0
votes

I have a matrix in MATLAB of 50572x4 doubles. The last column has datenum format dates, increasing values from 7.3025e+05 to 7.3139e+05. The question is:

How can I split this matrix into sub-matrices, each that cover intervals of 30 days?

If I'm not being clear enough… the difference between the first element in the 4th column and the last element in the 4th column is 7.3139e5 − 7.3025e5 = 1.1376e3, or 1137.6. I would like to partition this into 30 day segments, and get a bunch of matrices that have a range of 30 for the 4th columns. I'm not quite sure how to go about doing this...I'm quite new to MATLAB, but the dataset I'm working with has only this representation, necessitating such an action.

2
maybe if you could break your problem down into a simpler example, we could help you understand the principle, and then you can scale it up to solve your specific problemKyle Weller
The format is at datenum, right?Werner

2 Answers

0
votes

Note that a unit interval between datenum timestamps represents 1 day, so your data, in fact, covers a time period of 1137.6 days). The straightforward approach is to compare each timestamps with the edges in order to determine which 30-day interval it belongs to:

t = A(:, end) - min(A:, end);            %// Normalize timestamps to start from 0
idx = sum(bsxfun(@lt, t, 30:30:max(t))); %// Starting indices of intervals
rows = diff([0, idx, numel(t)]);         %// Number of rows in each interval

where A is your data matrix, where the last column is assumed to contain the timestamps. rows stores the number of rows of the corresponding 30-day intervals. Finally, you can employ cell arrays to split the original data matrix:

C = mat2cell(A, rows, size(A, 2));       %// Split matrix into intervals
C = C(~cellfun('isempty', C));           %// Remove empty matrices

Hope it helps!

0
votes

Well, all you need is to find the edge times and the matrix indexes in between them. So, if your numbers are at datenum format, one unit is the same as one day, which means that we can jump from 30 and 30 units until we get as close as we can to the end, as follows:

startTime = originalMatrix(1,4);
endTime = originalMatrix(end,4);

edgeTimes = startTime:30:endTime;

% And then loop though the edges checking for samples that complete a cycle:

nEdges = numel(edgeTimes);
totalMeasures = size(originalMatrix,1);

subMatrixes = cell(1,nEdges);

prevEdgeIdx = 0;

for curEdgeIdx = 1:nEdges
  nearIdx=getNearestIdx(originalMatrix(:,4),edgeTimes(curEdgeIdx));
  if originalMatrix(nearIdx,4)>edgeTimes(curEdgeIdx)
    nearIdx = nearIdx-1;
  end
  if nearIdx>0 && nearIdx<=totalMeasures
    subMatrix{curEdgeIdx} = originalMatrix(prevEdgeIdx+1:curEdgeIdx,:);
    prevEdgeIdx=curEdgeIdx;
  else
    error('For some reason the edge was not inbound.');
  end
end

% Now we check for the remaining days after the edges which does not complete a 30 day cycle:

if curEdgeIdx<totalMeasures
  subMatrix{end+1} = originalMatrix(curEdgeIdx+1:end,:);
end

The function getNearestIdx was discussed here and it gives you the nearest point from the input values without checking all possible points.

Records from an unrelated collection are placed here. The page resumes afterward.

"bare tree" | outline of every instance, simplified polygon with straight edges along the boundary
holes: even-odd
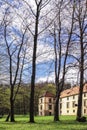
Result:
[[[86,29],[87,29],[87,0],[83,2],[79,0],[75,1],[75,20],[76,25],[76,36],[78,37],[78,44],[80,46],[80,58],[79,60],[79,71],[80,71],[80,89],[79,89],[79,97],[78,97],[78,109],[77,109],[77,117],[76,120],[82,116],[82,94],[84,87],[84,70],[85,70],[85,56],[86,56]]]
[[[68,5],[68,4],[67,4]],[[72,32],[73,32],[73,25],[74,25],[74,6],[72,7],[71,11],[71,25],[69,29],[66,29],[65,31],[63,27],[63,23],[61,20],[62,17],[62,12],[64,9],[64,6],[67,6],[66,3],[64,4],[63,1],[61,0],[57,6],[58,10],[58,16],[56,19],[56,22],[54,23],[54,33],[52,34],[54,37],[54,53],[55,53],[55,86],[56,86],[56,99],[55,99],[55,108],[54,108],[54,121],[59,121],[59,98],[60,94],[63,90],[64,87],[64,82],[65,82],[65,74],[66,74],[66,68],[67,68],[67,59],[68,59],[68,53],[70,49],[70,44],[71,44],[71,37],[72,37]],[[67,26],[66,26],[67,28]],[[65,31],[67,32],[67,40],[66,42],[65,39],[64,41],[63,34],[62,32]],[[62,76],[61,76],[62,74]]]
[[[18,42],[17,37],[15,38],[15,34],[12,33],[11,24],[12,21],[8,21],[8,15],[9,13],[5,13],[4,19],[3,19],[3,26],[4,26],[4,41],[5,46],[7,50],[7,56],[8,56],[8,64],[9,64],[9,77],[10,77],[10,121],[14,122],[14,101],[15,101],[15,93],[14,93],[14,87],[16,83],[18,82],[18,75],[20,73],[20,81],[21,81],[21,75],[23,71],[23,66],[20,67],[20,63],[22,61],[21,54],[22,54],[22,48],[24,45],[25,40],[25,34],[27,29],[24,30],[22,33],[22,37]],[[9,40],[10,39],[10,40]],[[16,42],[17,41],[17,42]],[[22,65],[24,65],[24,59],[22,62]],[[14,70],[15,67],[15,70]],[[21,71],[20,71],[21,68]],[[17,90],[18,91],[18,90]],[[16,93],[17,94],[17,93]],[[7,120],[9,119],[9,116]]]

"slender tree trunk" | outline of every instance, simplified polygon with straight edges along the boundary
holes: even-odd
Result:
[[[77,109],[77,117],[76,120],[82,116],[82,94],[83,94],[83,82],[84,82],[84,48],[83,42],[81,39],[81,62],[80,62],[80,89],[79,89],[79,97],[78,97],[78,109]]]
[[[10,96],[10,121],[14,122],[14,97],[13,97],[13,91],[14,91],[14,87],[11,87],[11,96]]]
[[[37,6],[35,36],[33,47],[33,60],[32,60],[32,76],[31,76],[31,93],[30,93],[30,122],[34,123],[34,91],[35,91],[35,75],[36,75],[36,51],[37,51],[37,38],[38,38],[38,20],[39,20],[39,7]]]
[[[59,121],[59,98],[60,98],[60,95],[58,94],[55,99],[54,121]]]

function vIdx = getNearestIdx(values,point)


if isempty(values) || ~numel(values)
  vIdx = [];
  return
end


vIdx = 1+round((point-values(1))*(numel(values)-1)...
  /(values(end)-values(1)));
  if vIdx < 1, vIdx = []; end
  if vIdx > numel(values), vIdx = []; end
end

Note: This is pseudocode and may contain errors. Please try to adjust it into your problem.